$A = \begin{pmatrix} 3 & 5 \\ 1 & 2 \end{pmatrix}$: $\det = 6 - 5 = 1 \neq 0$. Invertible. $A^{-1} = \begin{pmatrix} 2 & -5 \\ -1 & 3 \end{pmatrix}$.

$B = \begin{pmatrix} 2 & 6 \\ 1 & 3 \end{pmatrix}$: $\det = 6 - 6 = 0$. Singular.

$A = \begin{pmatrix} 1 & 2 & 3 \\ 4 & 5 & 6 \\ 7 & 8 & 9 \end{pmatrix}$: $\det = 0$ (the third row is the sum of the other two rows minus the first, or compute directly: $1(45-48) - 2(36-42) + 3(32-35) = -3 + 12 - 9 = 0$). Singular.

$B = \begin{pmatrix} 1 & 2 & 3 \\ 4 & 5 & 6 \\ 7 & 8 & 10 \end{pmatrix}$: $\det = 1(50-48) - 2(40-42) + 3(32-35) = 2 + 4 - 9 = -3 \neq 0$. Invertible.
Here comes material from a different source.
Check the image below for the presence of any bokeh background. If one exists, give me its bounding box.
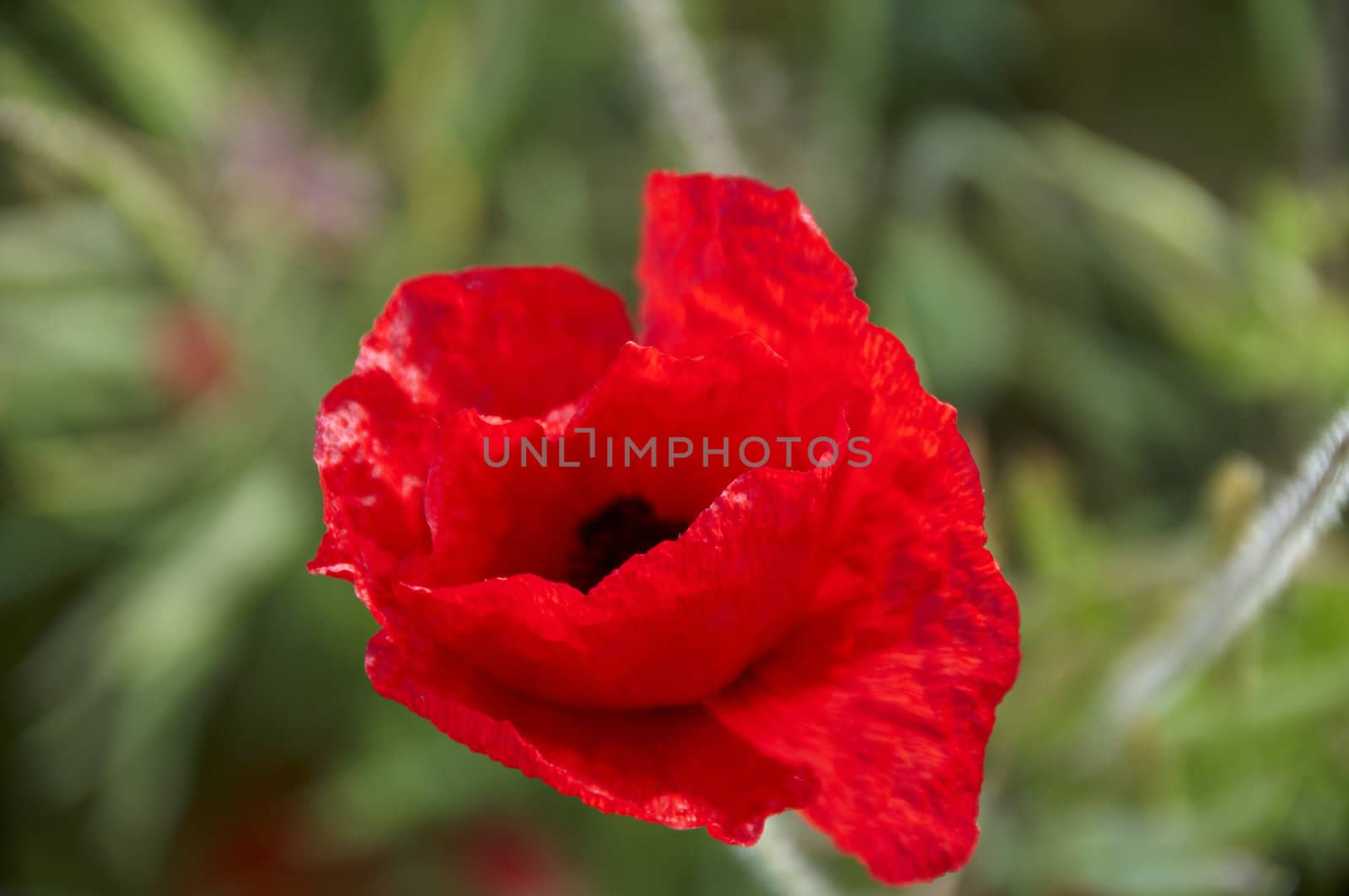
[0,0,1349,896]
$\det(AB) = \det(A)\det(B)$. So:

• $AB$ is invertible iff both $A$ and $B$ are invertible.
• $\det(A^n) = (\det A)^n$.
• $\det(A^{-1}) = 1/\det(A)$.

$\det(A^T) = \det(A)$, so $A$ is invertible iff $A^T$ is invertible. This means: the rows of $A$ are linearly independent iff the columns are linearly independent (which also follows from row rank = column rank).

$\det\begin{pmatrix} A & 0 \\ 0 & B \end{pmatrix} = \det(A) \cdot \det(B).$

So this block diagonal matrix is invertible iff both $A$ and $B$ are invertible.
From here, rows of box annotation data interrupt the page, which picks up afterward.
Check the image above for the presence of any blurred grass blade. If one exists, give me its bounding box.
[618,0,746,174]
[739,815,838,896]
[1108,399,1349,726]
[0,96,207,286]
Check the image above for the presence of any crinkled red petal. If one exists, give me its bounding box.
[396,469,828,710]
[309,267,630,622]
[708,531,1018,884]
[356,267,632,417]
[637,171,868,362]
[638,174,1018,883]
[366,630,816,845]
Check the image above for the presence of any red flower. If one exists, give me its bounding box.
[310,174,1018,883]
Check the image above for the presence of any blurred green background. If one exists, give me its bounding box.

For which values of $t$ is $A = \begin{pmatrix} 1 & t \\ t & 1 \end{pmatrix}$ invertible?

$\det(A) = 1 - t^2 = (1-t)(1+t)$. So $A$ is invertible for all $t \neq \pm 1$.
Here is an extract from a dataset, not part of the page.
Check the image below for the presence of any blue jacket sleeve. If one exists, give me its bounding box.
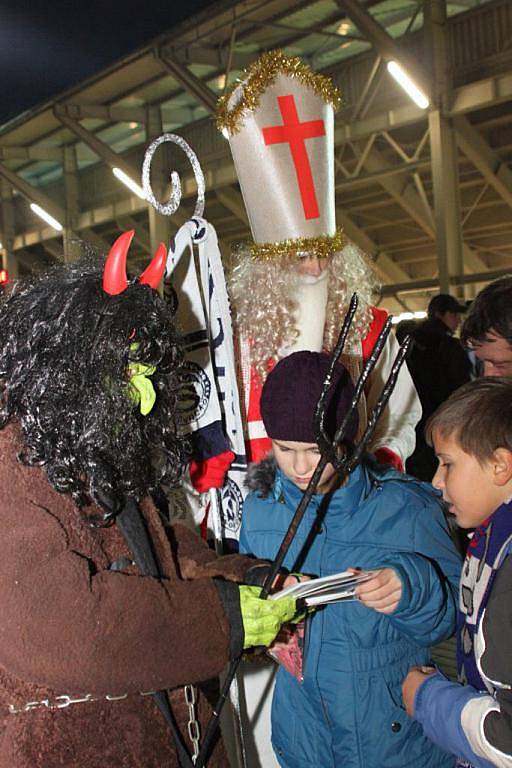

$\det(A) = 0$ means the columns of $A$ are linearly dependent. Geometrically, the column vectors lie in a lower-dimensional subspace, so the parallelepiped they span has zero volume.

$\det(A) = \prod_{i=1}^n \lambda_i$ where $\lambda_i$ are the eigenvalues (counted with algebraic multiplicity). So $\det(A) = 0$ iff some eigenvalue is $0$ iff $A$ has a nontrivial kernel.

Over $\mathbb{F}_2 = \{0, 1\}$: $\det\begin{pmatrix} 1 & 1 \\ 1 & 0 \end{pmatrix} = 0 - 1 = -1 = 1 \neq 0$ (in $\mathbb{F}_2$). The matrix is invertible over $\mathbb{F}_2$. Its inverse is $\begin{pmatrix} 0 & 1 \\ 1 & 1 \end{pmatrix}$.

If $A$ is orthogonal ($A^T A = I$), then $\det(A)^2 = \det(A^T)\det(A) = \det(I) = 1$, so $\det(A) = \pm 1$. The special orthogonal group $\text{SO}(n)$ consists of orthogonal matrices with $\det = +1$ (rotations).

The set $\{A \in M_{n \times n}(\mathbb{R}) \mid \det(A) = 0\}$ is a single polynomial equation in $n^2$ variables. It is a hypersurface of dimension $n^2 - 1$ in $M_{n \times n}(\mathbb{R}) \cong \mathbb{R}^{n^2}$. The invertible matrices form the complement -- a dense open set.

If $B = P^{-1}AP$, then $\det(B) = \det(P)^{-1}\det(A)\det(P) = \det(A)$. The determinant is a similarity invariant, hence an invariant of the underlying linear operator $T$ (independent of the choice of basis).